Interview with Kosta Du, CEO and Co-Founder at Soft POS Payment Platform: Paymob

Kosta Du

On the surface, Paymob may look like a payment gateway, but dig a little deeper and it’s clear what we have built is a far cry from the traditional payment framework and mPOS terminals we’ve all come accustomed to over the past year. Enter SoftPOS, the next-gen of payment acceptance. SoftPOS allows businesses to accept contactless (and soon pin-on-glass) payments on any NFC-enabled device, without the need for dongles, plugins or excess hardware – just an app.

Today we partner with companies looking to elevate their own financial offering for their micro-business and large enterprise customers. We help merchants to accept frontline payments without the behind-the-scenes difficulties of continual development, maintenance and rigorous certification processes. We take care of the end-to-end pay-tech infrastructure behind the face of our partners own unique brand identity.
 
 

 

How did you come up with the idea for Paymob?

 
We had been operating in the payment acceptance market for three years, consistently maintaining a keen eye on consumer behaviour. By 2018, as technology in this space progressed, it became clear that there was a fundamental disconnect in the payment equation. This disconnect was the ability for businesses to accept payments with the same seamless nature at which their customers were making them.

That’s when we began to ask, what comes next? Surely there’s something more convenient than the external mPOS device? We knew NFC technology had been used to make payments for years, which prompted us to look further into its capabilities, and that was our lightbulb moment. Utilising NFC supported technology to transform a smartphone into a direct card reader, cutting out the external middleman.
 

 

What have you learnt from being part of the Techstars Hub71 Accelerator program?

 
Having been accepted as one of ten startups out of hundreds of applications to the program was truly humbling. It was the external validation that our very fringe idea had true potential. The program was rigorous and exceeded expectations – working with Vijay, the Managing Director of the programme and the incredible mentors taught us several valuable lessons.

Firstly, to become hyper-focused on one product, market and customer. We quickly realised for early growth, sacrificing other potential business leads was important. It allowed us to free up time and headspace to fine-tune and tailor this one product for our one specific audience.

Secondly, start small. As a start-up, it’s easy to become caught up in the bigger picture, reminding ourselves that while we’ve been in the payment space for a while, this is an entirely new innovation.

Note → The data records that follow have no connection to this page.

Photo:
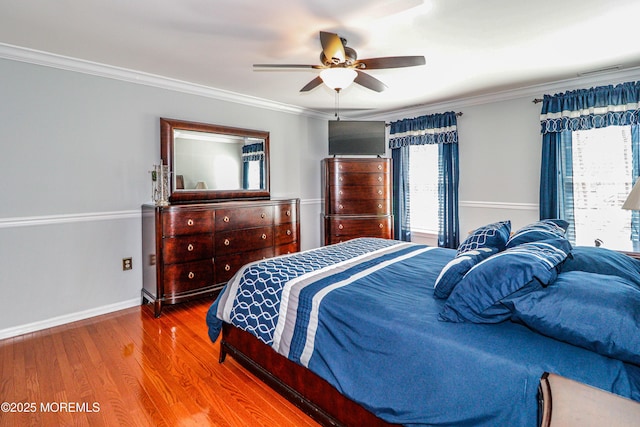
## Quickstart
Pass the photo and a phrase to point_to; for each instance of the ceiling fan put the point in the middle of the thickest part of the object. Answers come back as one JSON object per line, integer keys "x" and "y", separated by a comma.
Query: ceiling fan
{"x": 341, "y": 66}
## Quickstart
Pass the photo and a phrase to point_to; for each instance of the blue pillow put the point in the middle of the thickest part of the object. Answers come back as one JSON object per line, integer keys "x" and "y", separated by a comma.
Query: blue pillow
{"x": 597, "y": 312}
{"x": 489, "y": 236}
{"x": 476, "y": 298}
{"x": 455, "y": 270}
{"x": 541, "y": 230}
{"x": 603, "y": 261}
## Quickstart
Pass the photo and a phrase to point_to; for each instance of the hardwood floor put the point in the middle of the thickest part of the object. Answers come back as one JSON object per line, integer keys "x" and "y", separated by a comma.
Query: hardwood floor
{"x": 128, "y": 368}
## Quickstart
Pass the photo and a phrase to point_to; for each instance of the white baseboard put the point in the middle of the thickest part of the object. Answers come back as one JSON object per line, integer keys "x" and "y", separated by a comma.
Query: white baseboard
{"x": 67, "y": 318}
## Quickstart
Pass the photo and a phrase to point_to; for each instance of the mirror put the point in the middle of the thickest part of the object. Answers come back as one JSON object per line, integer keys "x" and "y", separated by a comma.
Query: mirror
{"x": 211, "y": 162}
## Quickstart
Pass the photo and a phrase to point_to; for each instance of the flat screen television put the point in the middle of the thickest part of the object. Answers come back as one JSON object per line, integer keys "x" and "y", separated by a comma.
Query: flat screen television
{"x": 356, "y": 137}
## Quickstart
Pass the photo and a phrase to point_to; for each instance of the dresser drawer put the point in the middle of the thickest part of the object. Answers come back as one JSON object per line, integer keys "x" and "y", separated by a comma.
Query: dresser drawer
{"x": 226, "y": 266}
{"x": 360, "y": 227}
{"x": 338, "y": 193}
{"x": 287, "y": 249}
{"x": 362, "y": 207}
{"x": 359, "y": 179}
{"x": 285, "y": 233}
{"x": 230, "y": 242}
{"x": 175, "y": 223}
{"x": 285, "y": 213}
{"x": 368, "y": 165}
{"x": 233, "y": 219}
{"x": 187, "y": 248}
{"x": 187, "y": 276}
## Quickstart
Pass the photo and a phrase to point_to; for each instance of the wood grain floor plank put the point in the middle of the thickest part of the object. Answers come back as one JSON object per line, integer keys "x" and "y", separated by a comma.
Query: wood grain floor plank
{"x": 141, "y": 371}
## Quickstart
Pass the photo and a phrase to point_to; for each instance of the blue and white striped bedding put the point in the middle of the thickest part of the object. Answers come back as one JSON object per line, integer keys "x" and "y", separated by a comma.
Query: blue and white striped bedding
{"x": 362, "y": 315}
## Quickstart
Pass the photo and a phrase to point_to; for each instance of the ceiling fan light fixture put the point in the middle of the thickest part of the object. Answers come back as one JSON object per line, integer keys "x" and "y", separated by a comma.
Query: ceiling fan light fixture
{"x": 338, "y": 78}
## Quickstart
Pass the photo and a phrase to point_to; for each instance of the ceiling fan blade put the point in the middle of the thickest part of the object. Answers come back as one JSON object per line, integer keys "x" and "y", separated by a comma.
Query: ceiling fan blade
{"x": 391, "y": 62}
{"x": 312, "y": 84}
{"x": 369, "y": 82}
{"x": 332, "y": 47}
{"x": 286, "y": 66}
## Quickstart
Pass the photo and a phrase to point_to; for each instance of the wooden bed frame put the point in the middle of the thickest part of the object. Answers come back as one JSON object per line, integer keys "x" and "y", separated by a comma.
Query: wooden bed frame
{"x": 315, "y": 396}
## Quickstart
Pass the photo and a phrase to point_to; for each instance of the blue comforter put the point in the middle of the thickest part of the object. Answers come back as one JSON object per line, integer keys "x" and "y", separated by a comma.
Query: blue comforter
{"x": 362, "y": 315}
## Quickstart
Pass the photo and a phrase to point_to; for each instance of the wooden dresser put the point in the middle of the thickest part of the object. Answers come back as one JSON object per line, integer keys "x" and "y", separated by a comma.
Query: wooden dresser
{"x": 192, "y": 250}
{"x": 357, "y": 198}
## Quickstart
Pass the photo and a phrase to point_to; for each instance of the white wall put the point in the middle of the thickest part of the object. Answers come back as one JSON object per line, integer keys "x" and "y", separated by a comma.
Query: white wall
{"x": 75, "y": 154}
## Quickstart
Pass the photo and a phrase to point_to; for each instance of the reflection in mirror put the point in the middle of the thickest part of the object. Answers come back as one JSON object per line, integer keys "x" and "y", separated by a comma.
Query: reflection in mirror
{"x": 208, "y": 161}
{"x": 211, "y": 162}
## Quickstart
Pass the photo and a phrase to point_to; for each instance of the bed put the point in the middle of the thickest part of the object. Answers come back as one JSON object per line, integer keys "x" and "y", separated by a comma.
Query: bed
{"x": 382, "y": 332}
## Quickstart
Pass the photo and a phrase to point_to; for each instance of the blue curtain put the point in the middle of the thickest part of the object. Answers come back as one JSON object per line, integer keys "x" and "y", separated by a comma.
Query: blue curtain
{"x": 582, "y": 110}
{"x": 430, "y": 129}
{"x": 251, "y": 153}
{"x": 401, "y": 202}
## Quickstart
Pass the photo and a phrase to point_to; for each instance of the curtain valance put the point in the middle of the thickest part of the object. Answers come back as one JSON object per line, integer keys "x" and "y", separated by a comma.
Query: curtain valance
{"x": 591, "y": 108}
{"x": 252, "y": 152}
{"x": 431, "y": 129}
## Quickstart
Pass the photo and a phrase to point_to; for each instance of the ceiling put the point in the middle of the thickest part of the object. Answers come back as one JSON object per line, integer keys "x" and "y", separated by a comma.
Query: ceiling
{"x": 471, "y": 47}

Finally, cut out the data noise and focus on one metric. This is the only metric that matters. For us, this was a number of end-users who reached out via Paymob’s channel and strategic partners.
 

What can we hope to see from Paymob?

 
By the end of 2022, we aim to service 10,000 to 20,000 merchant businesses across the EU, Scandinavia, Asia, Middle East, and North Africa through our strategic partners. We are helping to enable microbusinesses to accept additional payment methods, widely benefiting developing economies. Long term, we have our eyes set on a much larger prize, to position Paymob as a real ‘unicorn’ company in the payments space, serving other financial institutions, banking enterprises and fintechs alike.